Un saluto da lontano,
Aleph III
Ieri, sulla Repubblica, è apparso una lettera aperta di Celli, attuale direttore generale della Luiss, a suo figlio appena laureato, o meglio a tutti i "figli", invitandolo, dopo aver passato in rassegna lo stato di estremo degrado del nostro paese, a lasciare l'Italia per trovar fortuna altrove.
Il giorno prima, sul Messaggero, Romano Prodi affrontava, in modo meno esplicito ma altrettanto drammatico, il tema della sfiducia nel futuro dell'Italia, a partire dalla rassegnazione per un destino diverso del Sud Italia e dello stato dell'Università.
I commenti su Celli, di vario tono, sono stati numerosissimi (quasi 2000 ad oggi), ma credo che anche Prodi abbia generato un discreto dibattito, anche se non tracciato in rete.
Lasciatemi commentare due aspetti che accomunano, secondo me non a caso, queste prestigiose analisi: l'università e il futuro del paese.
L'università era un punto di snodo, una "transizione di fase", come mi ricorda un caro amico (che non cito, non perchè non meriti, ma per non turbare il suo desiderio di discrezione).
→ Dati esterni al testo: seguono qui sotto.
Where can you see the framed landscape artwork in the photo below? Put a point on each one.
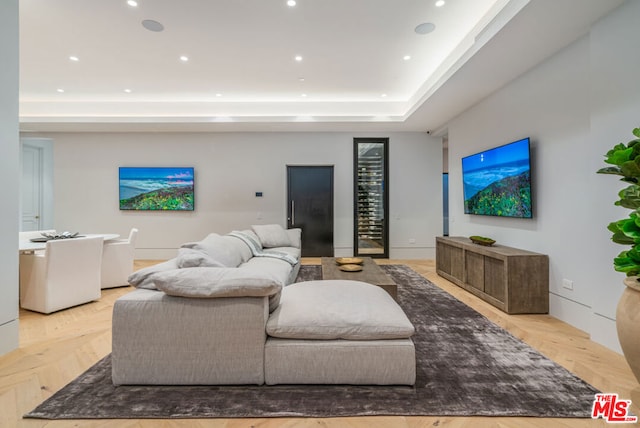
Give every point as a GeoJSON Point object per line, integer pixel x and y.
{"type": "Point", "coordinates": [156, 188]}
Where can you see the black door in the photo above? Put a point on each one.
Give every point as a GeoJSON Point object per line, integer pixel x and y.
{"type": "Point", "coordinates": [310, 207]}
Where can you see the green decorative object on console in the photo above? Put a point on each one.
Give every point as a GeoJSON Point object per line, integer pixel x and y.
{"type": "Point", "coordinates": [481, 240]}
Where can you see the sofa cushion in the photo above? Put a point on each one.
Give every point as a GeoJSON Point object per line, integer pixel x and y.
{"type": "Point", "coordinates": [225, 250]}
{"type": "Point", "coordinates": [201, 282]}
{"type": "Point", "coordinates": [338, 309]}
{"type": "Point", "coordinates": [272, 235]}
{"type": "Point", "coordinates": [142, 277]}
{"type": "Point", "coordinates": [250, 239]}
{"type": "Point", "coordinates": [291, 251]}
{"type": "Point", "coordinates": [190, 257]}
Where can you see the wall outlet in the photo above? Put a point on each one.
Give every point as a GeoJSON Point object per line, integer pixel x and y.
{"type": "Point", "coordinates": [567, 283]}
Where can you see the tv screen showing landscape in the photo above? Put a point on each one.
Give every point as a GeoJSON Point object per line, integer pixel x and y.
{"type": "Point", "coordinates": [156, 189]}
{"type": "Point", "coordinates": [497, 182]}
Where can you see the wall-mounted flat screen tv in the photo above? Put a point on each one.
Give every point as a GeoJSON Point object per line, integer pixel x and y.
{"type": "Point", "coordinates": [497, 182]}
{"type": "Point", "coordinates": [156, 189]}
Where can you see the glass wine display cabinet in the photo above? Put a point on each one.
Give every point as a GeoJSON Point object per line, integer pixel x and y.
{"type": "Point", "coordinates": [371, 194]}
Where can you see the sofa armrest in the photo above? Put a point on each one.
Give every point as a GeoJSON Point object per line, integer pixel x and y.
{"type": "Point", "coordinates": [159, 339]}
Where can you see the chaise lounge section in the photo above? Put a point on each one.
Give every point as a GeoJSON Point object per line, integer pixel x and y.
{"type": "Point", "coordinates": [191, 323]}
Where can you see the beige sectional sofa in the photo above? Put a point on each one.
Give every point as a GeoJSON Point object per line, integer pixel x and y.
{"type": "Point", "coordinates": [225, 311]}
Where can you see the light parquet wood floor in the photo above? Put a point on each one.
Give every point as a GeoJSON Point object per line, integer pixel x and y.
{"type": "Point", "coordinates": [55, 349]}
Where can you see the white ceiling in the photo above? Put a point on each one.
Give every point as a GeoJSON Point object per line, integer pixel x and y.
{"type": "Point", "coordinates": [242, 75]}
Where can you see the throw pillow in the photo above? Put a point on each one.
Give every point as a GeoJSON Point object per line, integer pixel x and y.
{"type": "Point", "coordinates": [218, 248]}
{"type": "Point", "coordinates": [190, 257]}
{"type": "Point", "coordinates": [272, 235]}
{"type": "Point", "coordinates": [142, 277]}
{"type": "Point", "coordinates": [202, 282]}
{"type": "Point", "coordinates": [335, 309]}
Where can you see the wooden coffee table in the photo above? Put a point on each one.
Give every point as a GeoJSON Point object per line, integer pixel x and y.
{"type": "Point", "coordinates": [370, 273]}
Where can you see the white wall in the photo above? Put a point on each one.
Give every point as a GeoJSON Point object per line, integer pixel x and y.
{"type": "Point", "coordinates": [9, 173]}
{"type": "Point", "coordinates": [568, 106]}
{"type": "Point", "coordinates": [229, 169]}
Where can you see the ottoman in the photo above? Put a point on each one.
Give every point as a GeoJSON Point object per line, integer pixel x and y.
{"type": "Point", "coordinates": [339, 332]}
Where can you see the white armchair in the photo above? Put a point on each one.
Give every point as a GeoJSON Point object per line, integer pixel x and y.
{"type": "Point", "coordinates": [65, 275]}
{"type": "Point", "coordinates": [117, 260]}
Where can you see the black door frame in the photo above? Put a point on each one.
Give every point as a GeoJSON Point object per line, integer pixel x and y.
{"type": "Point", "coordinates": [289, 218]}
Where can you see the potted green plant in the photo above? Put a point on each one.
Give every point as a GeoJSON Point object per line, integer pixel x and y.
{"type": "Point", "coordinates": [625, 162]}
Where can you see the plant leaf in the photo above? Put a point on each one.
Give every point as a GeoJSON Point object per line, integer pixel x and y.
{"type": "Point", "coordinates": [619, 155]}
{"type": "Point", "coordinates": [629, 197]}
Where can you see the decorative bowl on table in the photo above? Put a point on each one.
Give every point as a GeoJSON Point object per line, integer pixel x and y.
{"type": "Point", "coordinates": [49, 236]}
{"type": "Point", "coordinates": [481, 240]}
{"type": "Point", "coordinates": [350, 268]}
{"type": "Point", "coordinates": [349, 261]}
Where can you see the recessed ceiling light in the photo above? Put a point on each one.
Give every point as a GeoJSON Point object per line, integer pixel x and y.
{"type": "Point", "coordinates": [425, 28]}
{"type": "Point", "coordinates": [152, 25]}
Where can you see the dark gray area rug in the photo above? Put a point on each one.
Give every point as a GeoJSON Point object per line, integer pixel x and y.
{"type": "Point", "coordinates": [466, 366]}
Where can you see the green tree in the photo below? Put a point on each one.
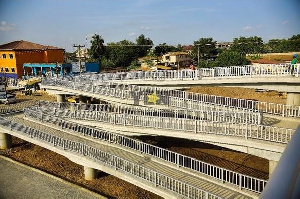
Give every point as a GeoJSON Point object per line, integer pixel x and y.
{"type": "Point", "coordinates": [161, 49]}
{"type": "Point", "coordinates": [250, 45]}
{"type": "Point", "coordinates": [294, 43]}
{"type": "Point", "coordinates": [143, 45]}
{"type": "Point", "coordinates": [97, 49]}
{"type": "Point", "coordinates": [122, 53]}
{"type": "Point", "coordinates": [230, 58]}
{"type": "Point", "coordinates": [204, 49]}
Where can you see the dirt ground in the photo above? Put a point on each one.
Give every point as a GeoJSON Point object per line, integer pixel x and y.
{"type": "Point", "coordinates": [113, 187]}
{"type": "Point", "coordinates": [60, 166]}
{"type": "Point", "coordinates": [243, 93]}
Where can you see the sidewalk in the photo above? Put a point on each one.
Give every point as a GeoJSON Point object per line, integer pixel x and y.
{"type": "Point", "coordinates": [19, 181]}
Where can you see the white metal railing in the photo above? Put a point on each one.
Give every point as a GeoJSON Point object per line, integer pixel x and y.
{"type": "Point", "coordinates": [175, 98]}
{"type": "Point", "coordinates": [225, 175]}
{"type": "Point", "coordinates": [17, 107]}
{"type": "Point", "coordinates": [217, 72]}
{"type": "Point", "coordinates": [207, 112]}
{"type": "Point", "coordinates": [128, 167]}
{"type": "Point", "coordinates": [245, 131]}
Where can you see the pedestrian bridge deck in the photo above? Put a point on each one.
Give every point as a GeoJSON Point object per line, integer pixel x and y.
{"type": "Point", "coordinates": [177, 173]}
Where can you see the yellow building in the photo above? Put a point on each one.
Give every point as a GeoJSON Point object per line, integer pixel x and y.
{"type": "Point", "coordinates": [176, 59]}
{"type": "Point", "coordinates": [14, 54]}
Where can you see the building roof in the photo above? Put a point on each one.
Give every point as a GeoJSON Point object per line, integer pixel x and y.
{"type": "Point", "coordinates": [26, 45]}
{"type": "Point", "coordinates": [177, 53]}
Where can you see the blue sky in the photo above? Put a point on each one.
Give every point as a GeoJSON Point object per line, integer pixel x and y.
{"type": "Point", "coordinates": [63, 23]}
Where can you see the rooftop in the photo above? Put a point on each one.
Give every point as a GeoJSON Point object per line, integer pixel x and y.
{"type": "Point", "coordinates": [26, 45]}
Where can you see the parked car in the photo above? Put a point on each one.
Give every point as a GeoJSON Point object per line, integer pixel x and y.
{"type": "Point", "coordinates": [9, 99]}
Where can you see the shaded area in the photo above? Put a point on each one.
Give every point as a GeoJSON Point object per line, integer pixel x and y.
{"type": "Point", "coordinates": [242, 93]}
{"type": "Point", "coordinates": [226, 158]}
{"type": "Point", "coordinates": [60, 166]}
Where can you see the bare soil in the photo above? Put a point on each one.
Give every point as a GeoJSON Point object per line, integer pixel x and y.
{"type": "Point", "coordinates": [113, 187]}
{"type": "Point", "coordinates": [55, 164]}
{"type": "Point", "coordinates": [243, 93]}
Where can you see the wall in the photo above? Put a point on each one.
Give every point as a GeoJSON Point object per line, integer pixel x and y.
{"type": "Point", "coordinates": [7, 63]}
{"type": "Point", "coordinates": [49, 56]}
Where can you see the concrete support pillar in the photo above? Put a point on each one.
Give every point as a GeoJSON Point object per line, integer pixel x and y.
{"type": "Point", "coordinates": [60, 98]}
{"type": "Point", "coordinates": [82, 99]}
{"type": "Point", "coordinates": [272, 166]}
{"type": "Point", "coordinates": [293, 99]}
{"type": "Point", "coordinates": [90, 173]}
{"type": "Point", "coordinates": [88, 100]}
{"type": "Point", "coordinates": [5, 141]}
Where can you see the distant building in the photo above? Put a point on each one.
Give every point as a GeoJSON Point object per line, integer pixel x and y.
{"type": "Point", "coordinates": [176, 59]}
{"type": "Point", "coordinates": [14, 54]}
{"type": "Point", "coordinates": [223, 45]}
{"type": "Point", "coordinates": [83, 53]}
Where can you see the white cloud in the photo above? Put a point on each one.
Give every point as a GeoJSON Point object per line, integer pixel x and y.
{"type": "Point", "coordinates": [6, 27]}
{"type": "Point", "coordinates": [132, 34]}
{"type": "Point", "coordinates": [247, 28]}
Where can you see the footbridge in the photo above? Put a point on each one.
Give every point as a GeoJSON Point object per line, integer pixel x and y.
{"type": "Point", "coordinates": [76, 131]}
{"type": "Point", "coordinates": [238, 132]}
{"type": "Point", "coordinates": [139, 95]}
{"type": "Point", "coordinates": [168, 174]}
{"type": "Point", "coordinates": [250, 76]}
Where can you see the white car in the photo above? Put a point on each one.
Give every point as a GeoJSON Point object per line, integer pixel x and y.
{"type": "Point", "coordinates": [9, 99]}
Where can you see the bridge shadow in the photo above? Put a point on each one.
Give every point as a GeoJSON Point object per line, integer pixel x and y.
{"type": "Point", "coordinates": [19, 145]}
{"type": "Point", "coordinates": [236, 161]}
{"type": "Point", "coordinates": [270, 121]}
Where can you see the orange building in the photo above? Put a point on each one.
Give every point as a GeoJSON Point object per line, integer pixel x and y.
{"type": "Point", "coordinates": [14, 54]}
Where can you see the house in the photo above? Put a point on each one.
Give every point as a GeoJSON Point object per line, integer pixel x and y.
{"type": "Point", "coordinates": [82, 53]}
{"type": "Point", "coordinates": [223, 45]}
{"type": "Point", "coordinates": [176, 59]}
{"type": "Point", "coordinates": [14, 54]}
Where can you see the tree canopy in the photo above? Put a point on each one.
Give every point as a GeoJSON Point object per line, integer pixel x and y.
{"type": "Point", "coordinates": [248, 45]}
{"type": "Point", "coordinates": [97, 49]}
{"type": "Point", "coordinates": [205, 48]}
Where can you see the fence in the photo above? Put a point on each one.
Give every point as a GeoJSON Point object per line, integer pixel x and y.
{"type": "Point", "coordinates": [15, 108]}
{"type": "Point", "coordinates": [202, 73]}
{"type": "Point", "coordinates": [225, 175]}
{"type": "Point", "coordinates": [136, 170]}
{"type": "Point", "coordinates": [176, 98]}
{"type": "Point", "coordinates": [207, 114]}
{"type": "Point", "coordinates": [245, 131]}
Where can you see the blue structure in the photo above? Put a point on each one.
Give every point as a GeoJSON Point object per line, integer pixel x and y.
{"type": "Point", "coordinates": [50, 68]}
{"type": "Point", "coordinates": [9, 75]}
{"type": "Point", "coordinates": [92, 67]}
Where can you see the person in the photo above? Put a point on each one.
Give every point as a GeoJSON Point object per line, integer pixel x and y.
{"type": "Point", "coordinates": [293, 62]}
{"type": "Point", "coordinates": [192, 67]}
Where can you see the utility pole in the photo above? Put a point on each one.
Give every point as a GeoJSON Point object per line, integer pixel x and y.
{"type": "Point", "coordinates": [79, 56]}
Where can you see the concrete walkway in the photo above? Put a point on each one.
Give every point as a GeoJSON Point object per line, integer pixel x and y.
{"type": "Point", "coordinates": [19, 181]}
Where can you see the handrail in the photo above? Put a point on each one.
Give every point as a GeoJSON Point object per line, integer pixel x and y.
{"type": "Point", "coordinates": [285, 180]}
{"type": "Point", "coordinates": [175, 98]}
{"type": "Point", "coordinates": [113, 161]}
{"type": "Point", "coordinates": [244, 131]}
{"type": "Point", "coordinates": [225, 175]}
{"type": "Point", "coordinates": [207, 113]}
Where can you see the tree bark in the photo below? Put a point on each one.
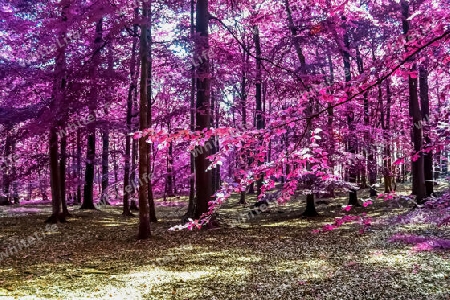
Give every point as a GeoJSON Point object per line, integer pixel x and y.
{"type": "Point", "coordinates": [88, 201]}
{"type": "Point", "coordinates": [351, 142]}
{"type": "Point", "coordinates": [105, 166]}
{"type": "Point", "coordinates": [144, 211]}
{"type": "Point", "coordinates": [62, 175]}
{"type": "Point", "coordinates": [126, 177]}
{"type": "Point", "coordinates": [151, 200]}
{"type": "Point", "coordinates": [418, 176]}
{"type": "Point", "coordinates": [203, 178]}
{"type": "Point", "coordinates": [59, 85]}
{"type": "Point", "coordinates": [258, 95]}
{"type": "Point", "coordinates": [425, 110]}
{"type": "Point", "coordinates": [192, 200]}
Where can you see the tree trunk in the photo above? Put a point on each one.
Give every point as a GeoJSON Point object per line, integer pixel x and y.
{"type": "Point", "coordinates": [6, 169]}
{"type": "Point", "coordinates": [258, 96]}
{"type": "Point", "coordinates": [192, 200]}
{"type": "Point", "coordinates": [203, 179]}
{"type": "Point", "coordinates": [144, 211]}
{"type": "Point", "coordinates": [59, 85]}
{"type": "Point", "coordinates": [425, 110]}
{"type": "Point", "coordinates": [62, 175]}
{"type": "Point", "coordinates": [78, 173]}
{"type": "Point", "coordinates": [88, 201]}
{"type": "Point", "coordinates": [351, 143]}
{"type": "Point", "coordinates": [54, 179]}
{"type": "Point", "coordinates": [151, 200]}
{"type": "Point", "coordinates": [414, 110]}
{"type": "Point", "coordinates": [127, 187]}
{"type": "Point", "coordinates": [105, 167]}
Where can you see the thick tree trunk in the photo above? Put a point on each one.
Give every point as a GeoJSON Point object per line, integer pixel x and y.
{"type": "Point", "coordinates": [203, 179]}
{"type": "Point", "coordinates": [59, 85]}
{"type": "Point", "coordinates": [414, 110]}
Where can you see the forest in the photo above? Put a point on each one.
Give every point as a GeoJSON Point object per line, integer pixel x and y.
{"type": "Point", "coordinates": [224, 149]}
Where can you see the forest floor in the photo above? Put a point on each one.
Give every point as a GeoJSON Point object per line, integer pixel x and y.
{"type": "Point", "coordinates": [274, 255]}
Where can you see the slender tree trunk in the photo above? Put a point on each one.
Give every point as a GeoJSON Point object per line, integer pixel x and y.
{"type": "Point", "coordinates": [203, 179]}
{"type": "Point", "coordinates": [388, 175]}
{"type": "Point", "coordinates": [366, 151]}
{"type": "Point", "coordinates": [62, 175]}
{"type": "Point", "coordinates": [310, 210]}
{"type": "Point", "coordinates": [105, 166]}
{"type": "Point", "coordinates": [425, 109]}
{"type": "Point", "coordinates": [243, 95]}
{"type": "Point", "coordinates": [78, 173]}
{"type": "Point", "coordinates": [6, 168]}
{"type": "Point", "coordinates": [192, 200]}
{"type": "Point", "coordinates": [54, 179]}
{"type": "Point", "coordinates": [88, 201]}
{"type": "Point", "coordinates": [151, 200]}
{"type": "Point", "coordinates": [258, 95]}
{"type": "Point", "coordinates": [127, 187]}
{"type": "Point", "coordinates": [351, 143]}
{"type": "Point", "coordinates": [144, 211]}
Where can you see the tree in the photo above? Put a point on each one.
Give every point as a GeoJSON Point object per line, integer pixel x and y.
{"type": "Point", "coordinates": [144, 213]}
{"type": "Point", "coordinates": [203, 177]}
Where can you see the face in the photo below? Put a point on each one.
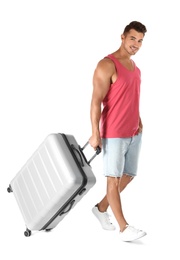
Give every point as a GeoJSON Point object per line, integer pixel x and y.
{"type": "Point", "coordinates": [132, 41]}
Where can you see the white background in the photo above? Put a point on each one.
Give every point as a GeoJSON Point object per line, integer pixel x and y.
{"type": "Point", "coordinates": [48, 52]}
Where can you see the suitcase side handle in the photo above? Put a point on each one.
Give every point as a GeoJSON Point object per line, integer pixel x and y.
{"type": "Point", "coordinates": [70, 207]}
{"type": "Point", "coordinates": [98, 151]}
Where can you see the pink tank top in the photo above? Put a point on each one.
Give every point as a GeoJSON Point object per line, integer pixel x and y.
{"type": "Point", "coordinates": [120, 114]}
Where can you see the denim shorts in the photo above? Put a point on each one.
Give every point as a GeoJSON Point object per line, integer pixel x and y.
{"type": "Point", "coordinates": [120, 155]}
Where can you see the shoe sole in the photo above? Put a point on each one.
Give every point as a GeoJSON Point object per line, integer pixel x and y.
{"type": "Point", "coordinates": [101, 224]}
{"type": "Point", "coordinates": [142, 235]}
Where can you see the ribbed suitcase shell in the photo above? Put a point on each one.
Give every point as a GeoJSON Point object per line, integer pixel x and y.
{"type": "Point", "coordinates": [52, 181]}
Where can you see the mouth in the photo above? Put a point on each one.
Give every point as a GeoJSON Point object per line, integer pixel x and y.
{"type": "Point", "coordinates": [134, 49]}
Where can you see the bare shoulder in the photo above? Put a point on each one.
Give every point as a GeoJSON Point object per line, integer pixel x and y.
{"type": "Point", "coordinates": [105, 65]}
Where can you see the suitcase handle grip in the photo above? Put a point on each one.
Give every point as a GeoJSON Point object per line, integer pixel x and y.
{"type": "Point", "coordinates": [98, 150]}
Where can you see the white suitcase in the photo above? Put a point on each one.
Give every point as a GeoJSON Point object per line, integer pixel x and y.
{"type": "Point", "coordinates": [52, 181]}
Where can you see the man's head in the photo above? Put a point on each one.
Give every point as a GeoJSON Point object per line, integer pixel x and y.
{"type": "Point", "coordinates": [132, 37]}
{"type": "Point", "coordinates": [137, 26]}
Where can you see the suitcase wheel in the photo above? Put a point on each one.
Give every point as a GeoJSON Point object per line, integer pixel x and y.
{"type": "Point", "coordinates": [27, 233]}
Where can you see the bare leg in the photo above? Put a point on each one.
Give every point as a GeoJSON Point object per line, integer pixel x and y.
{"type": "Point", "coordinates": [124, 181]}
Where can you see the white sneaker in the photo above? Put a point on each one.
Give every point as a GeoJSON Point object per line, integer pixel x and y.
{"type": "Point", "coordinates": [131, 233]}
{"type": "Point", "coordinates": [103, 218]}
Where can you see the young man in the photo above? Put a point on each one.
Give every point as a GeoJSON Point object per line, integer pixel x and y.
{"type": "Point", "coordinates": [117, 128]}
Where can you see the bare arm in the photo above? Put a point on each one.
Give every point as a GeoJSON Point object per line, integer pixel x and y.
{"type": "Point", "coordinates": [101, 83]}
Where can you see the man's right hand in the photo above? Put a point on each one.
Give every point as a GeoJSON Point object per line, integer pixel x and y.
{"type": "Point", "coordinates": [95, 141]}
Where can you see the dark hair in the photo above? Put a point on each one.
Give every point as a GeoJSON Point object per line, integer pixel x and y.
{"type": "Point", "coordinates": [139, 27]}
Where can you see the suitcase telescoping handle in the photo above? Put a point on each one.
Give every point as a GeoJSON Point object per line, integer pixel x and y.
{"type": "Point", "coordinates": [98, 150]}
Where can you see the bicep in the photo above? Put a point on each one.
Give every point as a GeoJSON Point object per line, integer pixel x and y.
{"type": "Point", "coordinates": [101, 83]}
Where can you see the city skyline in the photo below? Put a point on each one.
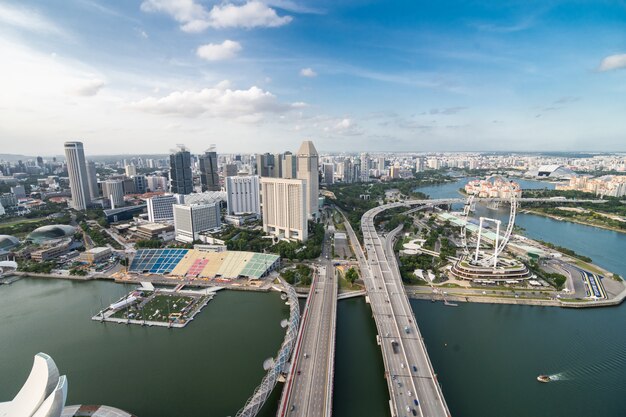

Tale snodo ha perso di significato, almeno per la nostra società. Ieri, rappresentava un ingresso ad una mondo in evoluzione, oggi, più nulla: forse, un passaporto per l'ingresso in un altro paese, dove la nostra conoscenza ha ancora un valore. E', ahinoi, una spietata e lucida analisi.
Poi, c'è la rassegnazione, totale, da parte di Celli, preoccupata, da parte di Prodi, ma entrambi tradiscono poca fiducia nel futuro.
Nella storia dell'umanità, le giovani generazioni sono sempre state una "assicurazione per il futuro", ribellandosi, facendo errori, ma mai piegandosi acriticamente alle volontà dei padri.
Oggi, come ieri, le istituzioni (in primis i giornali) sono in mano ai vecchi, quelli che, per definizione, non possono e non vogliono cambiare, laddove giovani generazioni combattono in silenzio la loro battaglia quotidiana, per la sopravvivenza contro il precariato, contro le mafie (conoscete il movimento Ammazzatecitutti ?) per costruire e dare, a noi tutti, un futuro migliore, si spera, e in ogni caso diverso. Pochi gli spazi dati a questi giovani, poco anche il credito e gli incitamenti (due articoli in due giorni da far piangere. Per fortuna i giornali sono poco letti... e ci credo!), ma cambiare si può e si deve e sta già accadendo. Non è esercizio per vecchietti debilitati da un forte superego, incartapecoriti in una granitica identità della quale non si spoglieranno mai, ma che è il principale ostacolo ad accettare un reale e profondo cambiamento.
Per cambiare in maniera davvero feconda, senza incappare negli errori dei padri (guerre, rivoluzioni, eccetera), bisogna accumulare conoscenza, l'unica eredità delle passate generazioni che davvero valga la pena salvaguardare.
Nelle aziende, nelle istituzioni, in politica, chi davvero ha voglia di imparare per cambiare? Chi ha l'umiltà, come i giovani universitari, di presentarsi davanti al sapere accumulato dall'umanità, per comprendere una modalità davvero nuova di cambiamento, senza perpetuare ancora una volta la propria identità?
Dunque, il futuro non è oggi, ma va costruito da chi nel futuro ci sarà, e chi non ci sarà, ma vuol dare un contributo, accumulando conoscenze, come fanno i giovani, rendendole disponibili in forma intellegibile ad altri (ruolo principe dell'Università, ma non solo) oppure "aprendosi" ai cambiamenti profondi (che è equivalente a dire "rinunciare", in tutto o in parte, alla propria identità).
Siamo disponibili a questo processo? Celli e Prodi danno per scontato di no, e, forse, hanno ragione per le loro generazioni che, probabilmente, non hanno più il fisico per mettersi in discussione.
Rimangono i giovani, ma solo quelli col fisico bestiale e, secondo me, per fortuna ce ne sono ancora tanti.